350g (or 4 cups) ribbed penne pasta (can use elbows, or other shapes… if you’re using gluten free pasta, just skip the breadcrumbs)
1/2 cup breadcrumbs
3 tbs butter
3 tbs plain flour
1 1/2 cup milk
2 cups shredded cheese (your favourite type will do)
salt, pepper, baharat
In a large pot on high heat, bring salted water to a boil.
Add in the pasta and cook to al dente. Strain.
Meanwhile, prepare the bechamel sauce by melting the butter in a non-stick pot on low heat.
When ready, add in the flour and mix to form a soft dough (this is the thickening agent).
Gradually add in the milk (about 1/4 cup intervals), don’t stop stirring.
When completely integrated, add 1 cup of cheese and stir in until melted.
Add a good pinch of salt, pepper and baharat (the sauce should become like mocha in colour)
Preheat the oven to 200 degrees celsius.
Transfer the pasta into the bechamel sauce pot and stir until well combined.
Add a dash of salt to taste (i.e. try one!) and mix in.
Prepare an 18 cm by 26 cm baking try by lightly greasing it.
Cover the bottom lightly with a handful of breadcrumbs.

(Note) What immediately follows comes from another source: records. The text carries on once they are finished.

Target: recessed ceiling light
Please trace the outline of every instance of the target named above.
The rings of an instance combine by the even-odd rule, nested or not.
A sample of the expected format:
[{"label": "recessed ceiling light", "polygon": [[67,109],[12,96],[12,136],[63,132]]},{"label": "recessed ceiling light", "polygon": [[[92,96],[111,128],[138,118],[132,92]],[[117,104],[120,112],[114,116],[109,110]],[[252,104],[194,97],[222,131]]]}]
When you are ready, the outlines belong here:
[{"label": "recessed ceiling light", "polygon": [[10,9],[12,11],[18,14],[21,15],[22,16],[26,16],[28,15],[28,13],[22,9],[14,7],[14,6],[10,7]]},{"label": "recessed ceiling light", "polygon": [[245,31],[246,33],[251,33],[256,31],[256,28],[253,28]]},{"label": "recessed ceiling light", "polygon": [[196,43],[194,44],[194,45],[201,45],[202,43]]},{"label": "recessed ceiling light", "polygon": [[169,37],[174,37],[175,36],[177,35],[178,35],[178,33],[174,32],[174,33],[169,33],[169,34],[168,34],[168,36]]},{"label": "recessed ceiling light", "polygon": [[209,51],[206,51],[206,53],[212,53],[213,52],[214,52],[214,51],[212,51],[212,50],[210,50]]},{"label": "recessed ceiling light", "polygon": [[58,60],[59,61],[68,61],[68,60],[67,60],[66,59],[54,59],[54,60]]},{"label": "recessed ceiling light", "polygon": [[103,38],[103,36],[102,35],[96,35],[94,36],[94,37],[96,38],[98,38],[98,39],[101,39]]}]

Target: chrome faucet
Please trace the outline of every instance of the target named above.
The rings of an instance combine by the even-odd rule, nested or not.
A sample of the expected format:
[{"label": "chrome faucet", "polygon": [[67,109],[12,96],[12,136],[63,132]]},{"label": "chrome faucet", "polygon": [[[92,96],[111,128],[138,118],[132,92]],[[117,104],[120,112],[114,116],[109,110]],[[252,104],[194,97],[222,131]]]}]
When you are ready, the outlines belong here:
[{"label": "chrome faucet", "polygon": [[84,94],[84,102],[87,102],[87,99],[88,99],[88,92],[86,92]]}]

Transfer to the baking tray and add some more breadcrumbs on top.
Use the rest of the cheese to cover the pasta.
That bechamel sauce was the darkest I’ve yet made…
A dash of breadcrumbs if you fancy, and pop into the oven for 30 minutes or until golden brown.
When ready, I suggest you cut it up into huge slices to avoid the guilt of coming back for seconds.
A very hearty and warming lunch or dinner in winter!